Recently, I was at a party and passed on having what looked like a piece of very uninspiring, unexceptional birthday cake. Immediately, people misinterpreted my decision as self-denial, assuming that I was rejecting something deliciously fattening in order to stay slim. I took the opportunity to explain that I love sweets and generally eat small amounts daily, but that this particular cake had zero appeal to me. People looked at me as if they’d never considered that a “bad/forbidden” food need have appeal to be eaten! Feeling pressured, I took a thin slice and made a swipe at tasting the frosting. As I had expected, it was unappetizing and unenjoyable and I put down my fork.
At the other end of the spectrum, when I’m eating a high-calorie or high-fat food, people gape at how I can do such a thing and possibly “keep my figure,” based on the diet-think supposition that one must avoid sweets and carbs to maintain a healthy weight. This reaction happened to me at lunch several weeks ago when someone insisted that I “must” have a very rapid metabolism or exercise “all the time” to be able to consume foods like the slab of whole-grain bread with nuts and raisins I was swooning over. I explained that I rarely like the bread served in restaurants, but that this was exceptional and delicious.

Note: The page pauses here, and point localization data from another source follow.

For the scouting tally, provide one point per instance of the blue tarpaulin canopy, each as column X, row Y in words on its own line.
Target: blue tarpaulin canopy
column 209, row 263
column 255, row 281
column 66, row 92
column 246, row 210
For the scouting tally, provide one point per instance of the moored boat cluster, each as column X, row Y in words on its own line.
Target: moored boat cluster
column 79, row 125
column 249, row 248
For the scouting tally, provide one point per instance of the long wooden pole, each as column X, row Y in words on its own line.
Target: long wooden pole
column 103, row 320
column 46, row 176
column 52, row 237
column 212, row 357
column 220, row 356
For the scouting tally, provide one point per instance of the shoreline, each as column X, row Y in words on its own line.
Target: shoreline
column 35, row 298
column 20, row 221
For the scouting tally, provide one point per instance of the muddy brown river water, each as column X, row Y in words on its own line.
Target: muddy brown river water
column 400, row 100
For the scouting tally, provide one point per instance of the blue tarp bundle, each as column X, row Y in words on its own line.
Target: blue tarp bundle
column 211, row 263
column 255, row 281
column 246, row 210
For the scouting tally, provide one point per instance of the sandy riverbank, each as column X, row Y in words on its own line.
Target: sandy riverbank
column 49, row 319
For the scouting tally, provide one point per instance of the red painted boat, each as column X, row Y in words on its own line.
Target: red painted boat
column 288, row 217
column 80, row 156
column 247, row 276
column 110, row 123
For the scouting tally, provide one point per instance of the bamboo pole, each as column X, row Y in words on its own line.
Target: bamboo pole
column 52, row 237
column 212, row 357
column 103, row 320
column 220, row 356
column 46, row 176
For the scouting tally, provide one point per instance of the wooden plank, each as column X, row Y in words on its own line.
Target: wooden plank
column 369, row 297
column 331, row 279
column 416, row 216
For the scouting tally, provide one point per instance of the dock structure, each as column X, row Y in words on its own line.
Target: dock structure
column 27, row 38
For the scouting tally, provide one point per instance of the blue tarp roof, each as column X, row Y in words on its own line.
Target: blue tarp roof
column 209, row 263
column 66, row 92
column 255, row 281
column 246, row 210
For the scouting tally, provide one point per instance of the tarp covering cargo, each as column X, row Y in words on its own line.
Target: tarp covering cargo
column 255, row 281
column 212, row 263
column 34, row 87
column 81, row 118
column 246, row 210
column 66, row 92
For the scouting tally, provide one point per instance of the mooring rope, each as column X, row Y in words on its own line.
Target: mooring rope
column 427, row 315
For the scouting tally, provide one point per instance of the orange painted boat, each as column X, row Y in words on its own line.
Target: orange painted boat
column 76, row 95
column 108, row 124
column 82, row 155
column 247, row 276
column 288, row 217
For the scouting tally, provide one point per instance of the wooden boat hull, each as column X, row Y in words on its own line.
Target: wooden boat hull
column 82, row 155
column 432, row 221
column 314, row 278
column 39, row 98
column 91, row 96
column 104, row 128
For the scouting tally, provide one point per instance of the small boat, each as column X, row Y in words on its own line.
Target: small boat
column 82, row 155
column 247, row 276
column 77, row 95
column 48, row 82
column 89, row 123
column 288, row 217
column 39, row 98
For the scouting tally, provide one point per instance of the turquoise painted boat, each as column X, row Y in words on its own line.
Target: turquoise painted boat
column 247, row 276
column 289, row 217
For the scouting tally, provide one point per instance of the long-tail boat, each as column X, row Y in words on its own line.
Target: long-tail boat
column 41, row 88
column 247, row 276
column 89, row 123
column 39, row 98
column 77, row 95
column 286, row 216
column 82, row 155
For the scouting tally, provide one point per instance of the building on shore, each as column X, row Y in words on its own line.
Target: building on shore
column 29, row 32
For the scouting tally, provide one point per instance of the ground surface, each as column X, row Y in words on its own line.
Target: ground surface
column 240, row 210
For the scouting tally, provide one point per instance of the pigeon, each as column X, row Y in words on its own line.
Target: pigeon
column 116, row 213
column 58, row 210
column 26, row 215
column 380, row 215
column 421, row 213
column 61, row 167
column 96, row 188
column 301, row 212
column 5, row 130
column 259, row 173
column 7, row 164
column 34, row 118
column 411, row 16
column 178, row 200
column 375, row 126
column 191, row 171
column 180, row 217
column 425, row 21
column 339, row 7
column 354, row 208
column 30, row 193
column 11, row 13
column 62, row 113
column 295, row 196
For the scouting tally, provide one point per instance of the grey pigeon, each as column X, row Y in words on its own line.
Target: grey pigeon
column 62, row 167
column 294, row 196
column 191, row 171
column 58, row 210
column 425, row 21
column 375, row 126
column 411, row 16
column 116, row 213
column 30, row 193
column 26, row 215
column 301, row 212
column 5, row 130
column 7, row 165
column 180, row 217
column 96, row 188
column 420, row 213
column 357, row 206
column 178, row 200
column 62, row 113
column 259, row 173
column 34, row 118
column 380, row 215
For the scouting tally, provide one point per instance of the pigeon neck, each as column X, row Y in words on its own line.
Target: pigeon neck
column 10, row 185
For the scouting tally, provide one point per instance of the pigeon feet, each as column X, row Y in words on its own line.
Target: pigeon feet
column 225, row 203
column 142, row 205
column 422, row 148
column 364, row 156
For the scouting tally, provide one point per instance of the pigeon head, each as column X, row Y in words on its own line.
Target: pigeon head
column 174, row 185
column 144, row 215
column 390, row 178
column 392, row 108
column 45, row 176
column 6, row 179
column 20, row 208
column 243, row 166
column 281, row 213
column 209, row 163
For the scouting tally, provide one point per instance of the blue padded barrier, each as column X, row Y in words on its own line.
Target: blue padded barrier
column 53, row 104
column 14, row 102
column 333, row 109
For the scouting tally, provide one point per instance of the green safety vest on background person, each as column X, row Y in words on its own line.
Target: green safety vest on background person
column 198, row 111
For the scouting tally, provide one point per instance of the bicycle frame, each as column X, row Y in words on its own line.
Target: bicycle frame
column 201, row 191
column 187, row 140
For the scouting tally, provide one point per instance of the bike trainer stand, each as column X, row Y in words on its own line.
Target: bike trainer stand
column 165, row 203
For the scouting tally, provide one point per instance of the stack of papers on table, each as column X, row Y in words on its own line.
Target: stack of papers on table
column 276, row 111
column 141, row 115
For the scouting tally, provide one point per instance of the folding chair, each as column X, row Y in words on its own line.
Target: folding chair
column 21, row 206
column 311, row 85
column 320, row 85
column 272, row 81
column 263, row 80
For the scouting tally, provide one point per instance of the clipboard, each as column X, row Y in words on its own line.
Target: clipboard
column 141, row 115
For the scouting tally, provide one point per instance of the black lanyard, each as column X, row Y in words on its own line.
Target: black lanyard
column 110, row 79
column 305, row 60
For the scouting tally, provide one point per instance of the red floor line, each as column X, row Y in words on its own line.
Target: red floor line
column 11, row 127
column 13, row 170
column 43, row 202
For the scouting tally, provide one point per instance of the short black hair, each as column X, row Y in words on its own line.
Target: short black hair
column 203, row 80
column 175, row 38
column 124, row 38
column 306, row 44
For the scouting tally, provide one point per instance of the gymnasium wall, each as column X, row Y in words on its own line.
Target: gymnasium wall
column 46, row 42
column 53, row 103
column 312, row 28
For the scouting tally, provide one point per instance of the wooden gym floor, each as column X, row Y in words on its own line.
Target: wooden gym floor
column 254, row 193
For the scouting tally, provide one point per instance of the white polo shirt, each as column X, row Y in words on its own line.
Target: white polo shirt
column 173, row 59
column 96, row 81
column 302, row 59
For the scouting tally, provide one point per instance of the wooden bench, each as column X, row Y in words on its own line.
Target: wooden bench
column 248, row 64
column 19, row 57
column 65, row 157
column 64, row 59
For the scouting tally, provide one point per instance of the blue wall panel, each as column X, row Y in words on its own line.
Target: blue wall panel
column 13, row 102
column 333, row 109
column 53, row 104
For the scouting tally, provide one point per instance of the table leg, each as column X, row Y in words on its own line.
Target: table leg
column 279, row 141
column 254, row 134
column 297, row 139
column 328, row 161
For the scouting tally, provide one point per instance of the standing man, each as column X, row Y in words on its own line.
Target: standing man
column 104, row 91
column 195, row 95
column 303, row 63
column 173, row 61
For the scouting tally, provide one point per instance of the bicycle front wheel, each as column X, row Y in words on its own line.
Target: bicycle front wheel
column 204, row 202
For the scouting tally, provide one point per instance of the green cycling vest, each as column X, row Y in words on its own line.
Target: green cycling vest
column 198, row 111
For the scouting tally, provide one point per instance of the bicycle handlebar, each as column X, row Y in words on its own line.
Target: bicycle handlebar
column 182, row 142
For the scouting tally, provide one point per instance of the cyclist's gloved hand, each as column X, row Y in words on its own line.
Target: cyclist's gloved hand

Questions about eating can put those who are trying to eat “normally” on the defensive. Rather than take remarks personally, I try to use them as opportunities to educate. The goal is to calmly, neutrally explain “normal” or intuitive eating without being attached to the outcome that someone must understand or accept your explanation. Sadly, some folks repeatedly make the same remarks and ask the same questions of me about food whenever we’re dining together—as if I’d never shared my ideas about eating with them. I can’t help that.
My job is to eat what I want no matter what anyone else thinks or says, stay healthy, take care of myself emotionally, and help people understand that intuitive and “normal” eating are worthwhile and reasonable goals to pursue. After that, the ball’s in their court.